Pubblicato il 27/06/2016, 14:31 | Scritto da La Redazione

Come la Brexit cambierà anche lo show business e il mercato dell’audiovisivo

Brexit, anche lo show business fugge da Londra? Apriamo le porte dell’Europa

Rassegna stampa: Il Fatto Quotidiano, di Stefano Balassone.

Col Canale della Manica che si allarga, non solo la finanza farà fagotto, come si dice, dalla City di Londra dove ricicla il denaro da e per l’Europa, ma anche l’industria audiovisiva potrebbe cercare altrove l’ambiente ideale per avviare prodotti a tutto il mondo. Da tredici anni a questa parte Londra è infatti una delle capitali dell’industria creativa mondiale. Tutto perché grazie a una formidabile e sensatissima riorganizzazione (datata 2004) dei rapporti fra i suoi broadcaster generalisti e i suoi produttori indipendenti, ha cominciato a eruttare film, documentari, fiction, videogiochi, musica e tutto quel che affolla il consumo di prodotti culturali. Così, se un tempo guardavamo quasi soltanto a Hollywood, oggi nessuno potrebbe trascurare di osservare anche a quel che viene fuori da Londra.

Gli stessi produttori Usa tengono infilato nella porta inglese un robusto piedone al fine di “farsi europei” quanto basta per rifornire i cinema e le tv di tutta Europa senza darsi pensiero degli sforzi protezionistici che qua e la si sono tentati dietro l’usbergo della “eccezione culturale”, la gracile figlia del colbertismo francese nell’era della pop society.
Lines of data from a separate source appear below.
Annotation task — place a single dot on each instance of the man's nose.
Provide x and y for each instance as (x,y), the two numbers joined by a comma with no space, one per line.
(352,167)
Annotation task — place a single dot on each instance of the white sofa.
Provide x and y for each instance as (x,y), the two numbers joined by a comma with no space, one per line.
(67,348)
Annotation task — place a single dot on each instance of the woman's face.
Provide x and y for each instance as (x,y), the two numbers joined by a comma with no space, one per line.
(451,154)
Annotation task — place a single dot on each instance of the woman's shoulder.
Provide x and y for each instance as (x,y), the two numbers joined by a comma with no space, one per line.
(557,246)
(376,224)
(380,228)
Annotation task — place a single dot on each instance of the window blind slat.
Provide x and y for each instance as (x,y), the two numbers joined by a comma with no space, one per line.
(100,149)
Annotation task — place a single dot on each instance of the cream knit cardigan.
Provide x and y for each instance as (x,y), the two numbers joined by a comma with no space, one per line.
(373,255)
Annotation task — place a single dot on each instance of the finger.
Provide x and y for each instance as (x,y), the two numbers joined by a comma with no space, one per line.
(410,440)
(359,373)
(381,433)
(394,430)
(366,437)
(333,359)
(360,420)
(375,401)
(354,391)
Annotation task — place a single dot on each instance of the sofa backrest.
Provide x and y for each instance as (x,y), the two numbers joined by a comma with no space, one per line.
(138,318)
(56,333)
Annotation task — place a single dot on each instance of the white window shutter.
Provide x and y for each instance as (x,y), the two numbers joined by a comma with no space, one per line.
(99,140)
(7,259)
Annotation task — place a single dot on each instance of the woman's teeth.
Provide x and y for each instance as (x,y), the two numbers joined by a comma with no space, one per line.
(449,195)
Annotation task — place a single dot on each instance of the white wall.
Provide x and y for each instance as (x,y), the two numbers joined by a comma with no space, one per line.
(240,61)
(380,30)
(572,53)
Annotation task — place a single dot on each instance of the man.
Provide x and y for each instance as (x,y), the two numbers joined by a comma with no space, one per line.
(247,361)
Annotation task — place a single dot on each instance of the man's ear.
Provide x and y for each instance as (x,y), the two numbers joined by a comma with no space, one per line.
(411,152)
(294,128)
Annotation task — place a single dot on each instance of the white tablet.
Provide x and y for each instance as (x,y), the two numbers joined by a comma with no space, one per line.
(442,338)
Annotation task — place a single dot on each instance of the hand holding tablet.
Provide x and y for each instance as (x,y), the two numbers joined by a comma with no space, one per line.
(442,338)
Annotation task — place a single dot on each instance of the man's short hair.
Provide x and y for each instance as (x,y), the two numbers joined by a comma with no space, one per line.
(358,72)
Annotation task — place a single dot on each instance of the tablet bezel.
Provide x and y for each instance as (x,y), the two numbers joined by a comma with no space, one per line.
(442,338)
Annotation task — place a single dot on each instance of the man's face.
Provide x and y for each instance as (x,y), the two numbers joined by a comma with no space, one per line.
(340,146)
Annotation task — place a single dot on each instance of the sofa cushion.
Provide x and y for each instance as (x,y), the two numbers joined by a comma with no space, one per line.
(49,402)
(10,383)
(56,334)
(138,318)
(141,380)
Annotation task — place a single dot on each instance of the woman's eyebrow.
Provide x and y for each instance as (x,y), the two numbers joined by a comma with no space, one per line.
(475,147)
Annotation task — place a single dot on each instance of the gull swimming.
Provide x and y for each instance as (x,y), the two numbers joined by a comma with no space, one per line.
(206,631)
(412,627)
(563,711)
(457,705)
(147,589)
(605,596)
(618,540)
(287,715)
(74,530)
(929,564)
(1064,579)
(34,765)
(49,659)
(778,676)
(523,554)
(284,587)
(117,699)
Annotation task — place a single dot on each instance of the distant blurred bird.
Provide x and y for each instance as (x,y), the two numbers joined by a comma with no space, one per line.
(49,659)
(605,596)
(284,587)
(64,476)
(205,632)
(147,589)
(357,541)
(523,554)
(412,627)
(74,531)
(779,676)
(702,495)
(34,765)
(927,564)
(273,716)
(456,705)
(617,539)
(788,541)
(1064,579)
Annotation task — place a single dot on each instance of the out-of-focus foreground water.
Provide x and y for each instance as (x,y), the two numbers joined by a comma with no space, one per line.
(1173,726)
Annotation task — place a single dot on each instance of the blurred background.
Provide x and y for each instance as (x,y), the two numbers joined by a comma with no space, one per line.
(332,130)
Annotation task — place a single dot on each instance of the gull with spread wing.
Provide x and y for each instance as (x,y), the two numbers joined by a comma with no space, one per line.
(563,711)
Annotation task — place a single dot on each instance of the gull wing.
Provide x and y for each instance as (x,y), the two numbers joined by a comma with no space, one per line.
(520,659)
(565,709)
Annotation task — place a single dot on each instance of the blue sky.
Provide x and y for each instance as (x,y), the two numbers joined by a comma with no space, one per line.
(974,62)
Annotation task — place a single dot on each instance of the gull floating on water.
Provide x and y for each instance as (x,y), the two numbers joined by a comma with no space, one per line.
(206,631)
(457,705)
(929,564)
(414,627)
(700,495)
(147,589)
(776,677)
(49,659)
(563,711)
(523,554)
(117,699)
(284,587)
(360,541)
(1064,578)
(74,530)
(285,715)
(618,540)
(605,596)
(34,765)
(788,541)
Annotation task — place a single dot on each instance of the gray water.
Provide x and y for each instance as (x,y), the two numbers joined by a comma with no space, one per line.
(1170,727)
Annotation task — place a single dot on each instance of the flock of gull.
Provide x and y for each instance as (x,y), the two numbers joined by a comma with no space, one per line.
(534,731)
Anche noi, sulla scia dei francesi, un po’ ci proteggiamo attraverso un imponibile di commesse di lavoro a carico dei broadcaster a favore della produzione locale (pudicamente denominata “produzione europea”, tanto per non sembrare nazionalisti autarchici).

Ma ovviamente sarebbe assai più gratificante per tutti se, anziché proteggerci più o meno malamente, riuscissimo a vivere anche noi uno sviluppo dinamico con tanto di sortita e fortuna nel più vasto mondo del mercato globale della comunicazione. Oggi l’energia europea in questa direzione viene, con tutto merito, aspirata e incanalata da Londra, anche quel po’ che viene fuori dall’Italia. Ma se Londra si provincializza forse l’Italia può farsi sotto, a patto di imitare quel ”protezionismo dinamico” o, meglio, quello “sviluppo autoprotetto” che gli inglesi hanno saputo efficacemente inventarsi con la loro architettura di regole fra il servizio pubblico tv e la produzione privata di racconti e spettacoli.

In altri termini, così come Francoforte e Parigi, un nanosecondo dopo la Brexit, stanno facendo l’occhiolino alle società finanziarie che finora avevano scelto Londra come sede in cui indossare vesti legali europee, così anche il mondo dello show business potrebbe, anzi probabilmente dovrà, per una somma di ragioni legali, cercasi un posticino al di qua del Canale. Purché ne trovi uno che non sia organizzato talmente male, fra Commissioni parlamentari e par condicio, da fargli preferire le lontananze albioniche nonostante l’intervenuta frapposizione di una dogana che prima mancava.